Thus I can but hope that Paris, where I learnt the little I know, where I
struggled and found love and happiness, whose every woe and disaster and
triumph I have shared for over thirty years, may, however dark the clouds
that still pass over her, some day fully justify M. Zola's confidence,
and bring to pass his splendid dream of perfect truth and perfect

E. A. V.


Feb. 5, 1898.





THAT morning, one towards the end of January, Abbe Pierre Froment, who
had a mass to say at the Sacred Heart at Montmartre, was on the height,
in front of the basilica, already at eight o'clock. And before going in
he gazed for a moment upon the immensity of Paris spread out below him.

After two months of bitter cold, ice and snow, the city was steeped in a
mournful, quivering thaw. From the far-spreading, leaden-hued heavens a
thick mist fell like a mourning shroud. All the eastern portion of the
city, the abodes of misery and toil, seemed submerged beneath ruddy
steam, amid which the panting of workshops and factories could be
divined; while westwards, towards the districts of wealth and enjoyment,
the fog broke and lightened, becoming but a fine and motionless veil of
vapour. The curved line of the horizon could scarcely be divined, the
expanse of houses, which nothing bounded, appeared like a chaos of stone,
studded with stagnant pools, which filled the hollows with pale steam;
whilst against them the summits of the edifices, the housetops of the
loftier streets, showed black like soot. It was a Paris of mystery,
shrouded by clouds, buried as it were beneath the ashes of some disaster,
already half-sunken in the suffering and the shame of that which its
immensity concealed.

Thin and sombre in his flimsy cassock, Pierre was looking on when Abbe
Rose, who seemed to have sheltered himself behind a pillar of the porch
on purpose to watch for him, came forward: "Ah! it's you at last, my dear
child," said he, "I have something to ask you."

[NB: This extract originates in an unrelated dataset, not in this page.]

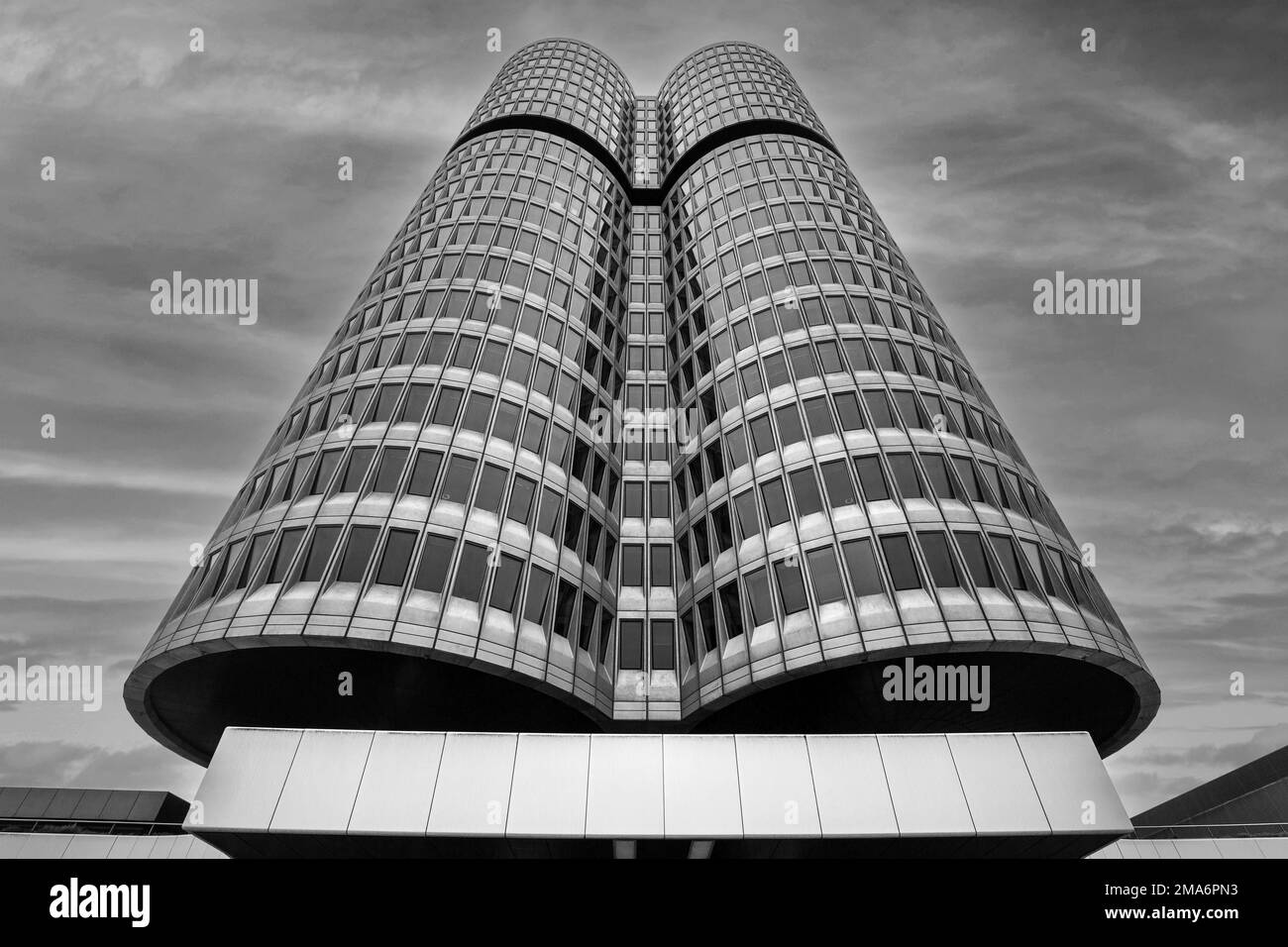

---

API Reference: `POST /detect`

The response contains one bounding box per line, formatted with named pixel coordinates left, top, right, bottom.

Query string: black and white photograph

He seemed embarrassed and anxious, and glanced round distrustfully to
make sure that nobody was near. Then, as if the solitude thereabouts did
not suffice to reassure him, he led Pierre some distance away, through
the icy, biting wind, which he himself did not seem to feel. "This is the
matter," he resumed, "I have been told that a poor fellow, a former
house-painter, an old man of seventy, who naturally can work no more, is
dying of hunger in a hovel in the Rue des Saules. So, my dear child, I
thought of you. I thought you would consent to take him these three
francs from me, so that he may at least have some bread to eat for a few

"But why don't you take him your alms yourself?"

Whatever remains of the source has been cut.